In a similar vein to the above, an alternative may be to implement a hard timeout for command disposal, leaving it up to the runtime garbage collection routines beyond that point.
This could potentially be problematic in the same way as permitting `Ctrl+C` to cancel a dispose block, especially in cases where native interop is being performed either directly or by a type being utilised by a given script command.

As above, given that no such restriction is currently present for `IDisposable` cmdlets, it is not likely to be a pressing need.
We can reevaluate pending customer feedback.

If we later determine this is needed, a `$PSStopProcessingTimeout` preference variable could be created to allow the user to adjust their own timeout preferences in specific time-sensitive scenarios.

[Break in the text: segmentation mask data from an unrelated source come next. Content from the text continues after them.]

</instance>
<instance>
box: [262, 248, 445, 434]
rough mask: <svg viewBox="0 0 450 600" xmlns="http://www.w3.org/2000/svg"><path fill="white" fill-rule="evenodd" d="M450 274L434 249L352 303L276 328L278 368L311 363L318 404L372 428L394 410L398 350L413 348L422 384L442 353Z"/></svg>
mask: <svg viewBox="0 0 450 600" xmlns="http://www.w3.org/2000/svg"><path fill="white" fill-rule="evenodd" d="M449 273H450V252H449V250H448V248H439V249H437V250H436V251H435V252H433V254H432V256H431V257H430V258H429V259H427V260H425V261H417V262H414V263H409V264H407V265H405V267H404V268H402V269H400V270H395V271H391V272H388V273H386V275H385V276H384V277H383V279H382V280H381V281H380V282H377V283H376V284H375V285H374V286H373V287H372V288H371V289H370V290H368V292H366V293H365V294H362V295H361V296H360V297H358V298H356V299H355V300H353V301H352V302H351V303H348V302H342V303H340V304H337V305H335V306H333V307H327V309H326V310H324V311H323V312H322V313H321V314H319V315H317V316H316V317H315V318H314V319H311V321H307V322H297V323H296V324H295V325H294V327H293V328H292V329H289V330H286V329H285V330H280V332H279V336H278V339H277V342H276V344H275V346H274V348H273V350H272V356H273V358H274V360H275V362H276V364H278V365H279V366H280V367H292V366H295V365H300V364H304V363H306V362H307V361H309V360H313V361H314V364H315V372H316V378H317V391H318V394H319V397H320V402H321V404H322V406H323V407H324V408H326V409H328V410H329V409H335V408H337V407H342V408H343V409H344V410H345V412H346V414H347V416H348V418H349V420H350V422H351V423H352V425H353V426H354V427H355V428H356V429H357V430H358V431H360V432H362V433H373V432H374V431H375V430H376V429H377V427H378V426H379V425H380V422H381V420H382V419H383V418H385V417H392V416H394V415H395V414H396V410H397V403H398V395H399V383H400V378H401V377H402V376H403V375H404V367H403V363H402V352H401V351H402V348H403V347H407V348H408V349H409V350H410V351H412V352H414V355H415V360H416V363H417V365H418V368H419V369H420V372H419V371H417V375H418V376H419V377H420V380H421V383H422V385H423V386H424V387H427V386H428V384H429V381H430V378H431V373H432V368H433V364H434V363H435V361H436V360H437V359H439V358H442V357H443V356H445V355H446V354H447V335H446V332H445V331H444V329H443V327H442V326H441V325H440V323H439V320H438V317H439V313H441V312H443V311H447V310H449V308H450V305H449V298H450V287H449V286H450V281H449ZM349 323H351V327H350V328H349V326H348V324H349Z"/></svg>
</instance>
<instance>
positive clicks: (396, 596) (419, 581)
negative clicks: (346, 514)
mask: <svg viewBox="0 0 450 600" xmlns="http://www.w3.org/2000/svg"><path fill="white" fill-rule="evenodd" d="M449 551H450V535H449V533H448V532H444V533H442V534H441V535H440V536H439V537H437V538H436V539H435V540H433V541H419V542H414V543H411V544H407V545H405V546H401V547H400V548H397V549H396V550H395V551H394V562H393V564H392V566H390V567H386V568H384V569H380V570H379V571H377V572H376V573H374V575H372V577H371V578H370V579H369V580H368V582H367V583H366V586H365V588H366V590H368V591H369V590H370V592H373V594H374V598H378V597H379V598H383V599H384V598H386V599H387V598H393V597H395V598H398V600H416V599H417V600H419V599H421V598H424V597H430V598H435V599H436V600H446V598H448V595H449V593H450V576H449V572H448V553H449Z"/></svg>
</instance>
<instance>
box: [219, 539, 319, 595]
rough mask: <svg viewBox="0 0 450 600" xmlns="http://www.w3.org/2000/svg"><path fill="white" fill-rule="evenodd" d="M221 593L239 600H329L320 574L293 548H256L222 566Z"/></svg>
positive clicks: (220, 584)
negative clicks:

#### Reuse the `End {}` Block

This idea was explored briefly before being discarded.
The reason this cannot be the appropriate method is that pipeline behaviour somewhat relies upon there being a skippable `end{}` block.
For example, cmdlets such as `Sort-Object` only send output during `EndProcessing()`, and script functions place everything into the `end{}` block by default when no named blocks are specified.

If the `end {}` block were unskippable for logging purposes, pipeline and command disposal in the case of errors or `Select-Object -First X` would quickly become very sluggish compared to how they are now.
It is quite common for functions to be designed to do much of their processing in the `end {}` block / during `EndProcessing()`.
Even if we prevented output from occurring in that instance as we are with `cleanup {}`, the processing to produce said output would still be occurring.
This would significantly slow down intentional or necessary pipeline stops and reduce the utility of `Select-Object -First X` immensely.
Additionally, such a solution would break many existing commands which rely on the ability to pass output from `end{}` / `EndProcessing()`.